CONCERT À CARNEGIE HALL NEW YORK: Alan GILBERT dirige le NEW YORK PHILHARMONIC (MAHLER SYMPHONIE N°6) le 2 mai 2012

Du haut du paradis...

Quelques considérations supplémentaires sur Carnegie Hall, pendant que les français dormaient, bercés par le doux rond rond du grand débat médiatique du jour entre FH et NS. Ce soir, c’était une fois encore Mahler dont il était question, avec la Symphonie n°6 « Tragique » par le New York Philharmonic dirigé par son chef permanent Alan Gilbert.
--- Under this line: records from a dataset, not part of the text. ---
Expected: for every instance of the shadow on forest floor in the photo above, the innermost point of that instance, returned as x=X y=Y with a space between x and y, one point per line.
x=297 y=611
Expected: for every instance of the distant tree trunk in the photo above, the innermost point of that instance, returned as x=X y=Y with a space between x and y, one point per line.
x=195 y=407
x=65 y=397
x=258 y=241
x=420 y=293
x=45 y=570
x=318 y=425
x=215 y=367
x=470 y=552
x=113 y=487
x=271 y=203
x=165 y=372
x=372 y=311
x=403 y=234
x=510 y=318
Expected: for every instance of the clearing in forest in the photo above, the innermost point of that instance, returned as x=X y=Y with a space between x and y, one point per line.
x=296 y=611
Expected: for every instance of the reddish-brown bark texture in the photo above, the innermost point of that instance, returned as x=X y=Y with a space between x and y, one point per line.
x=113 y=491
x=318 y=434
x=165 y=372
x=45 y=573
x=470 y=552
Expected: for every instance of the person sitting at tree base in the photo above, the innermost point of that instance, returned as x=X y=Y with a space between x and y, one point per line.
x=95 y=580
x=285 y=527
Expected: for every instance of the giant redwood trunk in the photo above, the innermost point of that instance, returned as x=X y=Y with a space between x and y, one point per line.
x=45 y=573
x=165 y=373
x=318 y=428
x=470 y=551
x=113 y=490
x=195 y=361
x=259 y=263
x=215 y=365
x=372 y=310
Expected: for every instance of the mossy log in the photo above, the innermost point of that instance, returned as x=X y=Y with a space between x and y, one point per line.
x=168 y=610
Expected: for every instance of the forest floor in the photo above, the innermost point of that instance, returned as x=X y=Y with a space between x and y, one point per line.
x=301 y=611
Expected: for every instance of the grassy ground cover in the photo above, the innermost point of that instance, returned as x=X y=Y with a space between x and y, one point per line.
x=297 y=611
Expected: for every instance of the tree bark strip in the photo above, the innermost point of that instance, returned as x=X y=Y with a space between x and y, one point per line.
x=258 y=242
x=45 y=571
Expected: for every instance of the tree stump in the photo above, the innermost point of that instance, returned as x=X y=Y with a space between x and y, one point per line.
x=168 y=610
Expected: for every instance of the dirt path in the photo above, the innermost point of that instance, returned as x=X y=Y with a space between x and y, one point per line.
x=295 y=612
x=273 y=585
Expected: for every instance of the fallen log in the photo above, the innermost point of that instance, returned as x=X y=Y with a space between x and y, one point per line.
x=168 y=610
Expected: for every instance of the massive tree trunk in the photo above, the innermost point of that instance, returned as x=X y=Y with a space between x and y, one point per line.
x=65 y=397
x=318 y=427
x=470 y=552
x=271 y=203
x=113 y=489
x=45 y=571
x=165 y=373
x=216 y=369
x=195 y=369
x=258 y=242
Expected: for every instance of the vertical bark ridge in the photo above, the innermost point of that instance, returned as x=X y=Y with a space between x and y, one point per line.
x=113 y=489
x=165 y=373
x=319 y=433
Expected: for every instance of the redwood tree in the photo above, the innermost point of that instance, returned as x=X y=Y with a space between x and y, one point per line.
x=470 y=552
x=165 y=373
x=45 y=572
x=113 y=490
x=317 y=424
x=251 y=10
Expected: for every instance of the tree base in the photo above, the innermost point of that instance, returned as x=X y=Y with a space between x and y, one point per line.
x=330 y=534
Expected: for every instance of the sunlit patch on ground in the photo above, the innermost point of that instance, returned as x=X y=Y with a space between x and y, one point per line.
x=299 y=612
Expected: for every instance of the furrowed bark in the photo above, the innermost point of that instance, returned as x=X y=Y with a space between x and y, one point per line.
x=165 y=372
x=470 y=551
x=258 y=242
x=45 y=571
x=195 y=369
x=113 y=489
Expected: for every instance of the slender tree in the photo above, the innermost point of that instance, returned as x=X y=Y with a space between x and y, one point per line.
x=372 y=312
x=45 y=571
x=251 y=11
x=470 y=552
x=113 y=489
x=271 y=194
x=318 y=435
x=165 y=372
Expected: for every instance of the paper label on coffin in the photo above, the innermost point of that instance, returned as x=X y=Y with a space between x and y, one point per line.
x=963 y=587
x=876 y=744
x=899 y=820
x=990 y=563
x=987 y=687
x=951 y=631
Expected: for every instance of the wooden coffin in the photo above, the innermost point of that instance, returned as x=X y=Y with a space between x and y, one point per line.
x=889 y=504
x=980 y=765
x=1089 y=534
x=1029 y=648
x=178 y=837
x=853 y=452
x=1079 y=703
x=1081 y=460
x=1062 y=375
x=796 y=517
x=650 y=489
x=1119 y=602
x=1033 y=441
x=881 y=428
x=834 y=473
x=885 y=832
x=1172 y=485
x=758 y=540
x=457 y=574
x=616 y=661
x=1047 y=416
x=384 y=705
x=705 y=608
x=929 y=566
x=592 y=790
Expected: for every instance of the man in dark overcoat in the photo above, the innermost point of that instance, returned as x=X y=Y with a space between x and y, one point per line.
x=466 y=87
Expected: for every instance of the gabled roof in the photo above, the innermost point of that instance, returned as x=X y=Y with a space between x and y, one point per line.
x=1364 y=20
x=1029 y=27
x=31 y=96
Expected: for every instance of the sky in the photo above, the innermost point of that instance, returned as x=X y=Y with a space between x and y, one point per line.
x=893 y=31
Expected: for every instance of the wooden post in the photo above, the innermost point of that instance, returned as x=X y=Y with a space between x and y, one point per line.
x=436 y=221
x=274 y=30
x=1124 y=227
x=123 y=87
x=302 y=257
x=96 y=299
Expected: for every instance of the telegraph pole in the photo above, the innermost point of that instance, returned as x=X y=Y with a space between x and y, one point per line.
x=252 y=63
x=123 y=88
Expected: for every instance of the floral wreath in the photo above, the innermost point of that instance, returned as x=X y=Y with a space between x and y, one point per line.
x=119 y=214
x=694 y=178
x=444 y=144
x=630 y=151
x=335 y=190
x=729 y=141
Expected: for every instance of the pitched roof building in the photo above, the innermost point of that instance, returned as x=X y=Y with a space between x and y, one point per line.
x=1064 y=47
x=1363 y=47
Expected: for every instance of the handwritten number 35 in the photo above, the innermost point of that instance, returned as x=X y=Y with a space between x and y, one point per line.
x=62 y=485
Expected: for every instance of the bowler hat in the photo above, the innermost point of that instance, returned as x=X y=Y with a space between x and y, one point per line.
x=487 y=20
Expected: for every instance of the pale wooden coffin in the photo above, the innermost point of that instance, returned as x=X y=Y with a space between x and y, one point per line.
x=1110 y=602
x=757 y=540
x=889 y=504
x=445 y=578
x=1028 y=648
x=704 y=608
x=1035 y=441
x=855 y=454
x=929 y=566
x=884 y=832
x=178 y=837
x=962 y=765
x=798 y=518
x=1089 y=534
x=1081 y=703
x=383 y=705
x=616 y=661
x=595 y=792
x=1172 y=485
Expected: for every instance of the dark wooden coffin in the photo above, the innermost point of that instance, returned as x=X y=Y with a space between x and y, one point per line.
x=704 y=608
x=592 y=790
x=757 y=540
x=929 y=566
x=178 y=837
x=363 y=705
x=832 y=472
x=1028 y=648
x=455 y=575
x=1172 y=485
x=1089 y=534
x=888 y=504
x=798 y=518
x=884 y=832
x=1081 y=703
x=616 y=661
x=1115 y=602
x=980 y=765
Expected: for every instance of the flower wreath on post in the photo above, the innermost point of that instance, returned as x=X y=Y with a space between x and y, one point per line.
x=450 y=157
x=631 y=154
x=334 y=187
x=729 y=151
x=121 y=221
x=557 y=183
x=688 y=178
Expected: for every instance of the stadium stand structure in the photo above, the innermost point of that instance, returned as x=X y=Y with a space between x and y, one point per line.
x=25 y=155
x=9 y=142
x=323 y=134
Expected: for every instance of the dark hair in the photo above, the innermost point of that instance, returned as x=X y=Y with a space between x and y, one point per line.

En arrivant je me suis de nouveau promené dans les couloirs, j’ai remarqué d’autres photos dédicacées (Bruno Walter, Jeanette McDonald, Tatiana Troyanos, Michael Tilson Thomas) et je me suis attardé dans le couloir des autographes, en attendant l’ascenseur qui m’amènera au paradis, tout en haut, dernier rang du Balcony. En effet, il faut connaître un peu les trucs pour éviter queue et cohue. Vous arrivez à 19h20, vous prenez l’ascenseur qui vous amène obligatoirement au niveau du « Parquet » (fauteuils d’orchestre). Vous allez boire un pot au Citi Bar, et à 19h35, vous rappelez l’ascenseur conduit par une charmante jeune fille (bouton descente: très important). L’ascenseur s’arrête, il est vide, vous descendez au niveau du lobby et vous êtes tranquillement dans un ascenseur où va s’engouffrer une foule monstrueuse: pas de queue, pas de bousculade….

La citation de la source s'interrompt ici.